Sometimes the best we can do is to get the most for a business in bankruptcy or through a fire sale, pun intended. And I always think, “If only they had called us earlier.”
The saying we have is “If the alligators are snapping, it’s too late to drain the swamp.” You have to pay attention when things are going wrong and fix them early on, before they become larger problems later, possibly even insurmountable.
If you catch a problem early, you have options. You can drain the swamp. But if you wait too late and the alligators have moved in, well, now you have to face them head on. Those alligators aren’t going to just relocate and find food elsewhere.
So why do CEOs and business owners wait until it’s too late to ask for help? Here are five reasons:
- Hoping the situation will change
Your sales manager isn’t meeting his quota and he is experiencing a lot of turnover in his department. He keeps promising he’ll hire more sales reps and “we’ll exceed our quota next month!” But he doesn’t and the competition is taking over your accounts. He should have been fired or refocused and now your competition is taking your accounts.
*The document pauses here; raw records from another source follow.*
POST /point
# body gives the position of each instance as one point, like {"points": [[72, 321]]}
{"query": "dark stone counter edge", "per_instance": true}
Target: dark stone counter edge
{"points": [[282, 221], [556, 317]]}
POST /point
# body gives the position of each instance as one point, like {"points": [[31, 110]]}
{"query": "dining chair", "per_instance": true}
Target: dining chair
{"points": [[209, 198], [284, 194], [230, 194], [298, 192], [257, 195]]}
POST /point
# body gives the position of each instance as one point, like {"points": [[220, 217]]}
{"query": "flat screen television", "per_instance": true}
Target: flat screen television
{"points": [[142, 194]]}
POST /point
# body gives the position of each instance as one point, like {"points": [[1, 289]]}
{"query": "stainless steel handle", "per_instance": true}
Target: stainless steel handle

- Thinking you can fix it yourself
When I get time, I can focus on the problems in our accounting system, you think. It’s not working correctly and you aren’t getting the financial information you need to make the best decisions for your company. If you could only take a day to focus on where the problem is and what you need to do to solve it. Every day comes and goes, each with its own set of priorities, and you never do get around to focusing on the issues with accounting. And your business is suffering.
- Not wanting to admit mistakes
Sometimes with big jobs comes big egos. And an unwillingness to admit that you’ve made a mistake. Larry, the CEO of seminar company, hated change and would not admit to mistakes. He firmly believed that people were more likely to respond to the hundreds of thousands of mailings he sent if they were posted from their home states. So he had trucks driving hundreds of miles so mailings would carry a local postmark, to the cost of around $400,000 a year.
Fortunately, I was called into this company in time, and despite the fact their EBITDA was -$4 million, I was able to pull off a successful turnaround.
- Reluctance to ask for help
Some people see it as a sign of weakness to ask for help. As reported in the article “Why is Asking for Help So Difficult” in the New York Time, “There is a tendency to act as if it’s a deficiency,” said Garret Keizer, author of ‘Help: The Original Human Dilemma.’ “That is exacerbated if a business environment is highly competitive within as well as without. There is an understandable fear that if you let your guard down, you’ll get hurt, or that this information you don’t know how to do will be used against you.”
- Denial of the problems
It’s the head-in-the-sand tendency. “Calvin and Hobbes” creator Bill Watterson said, “It’s not denial. I’m just selective about the reality I accept.”
The sooner you accept your reality, the quicker you can get help. You don’t want to come face to face with those alligators.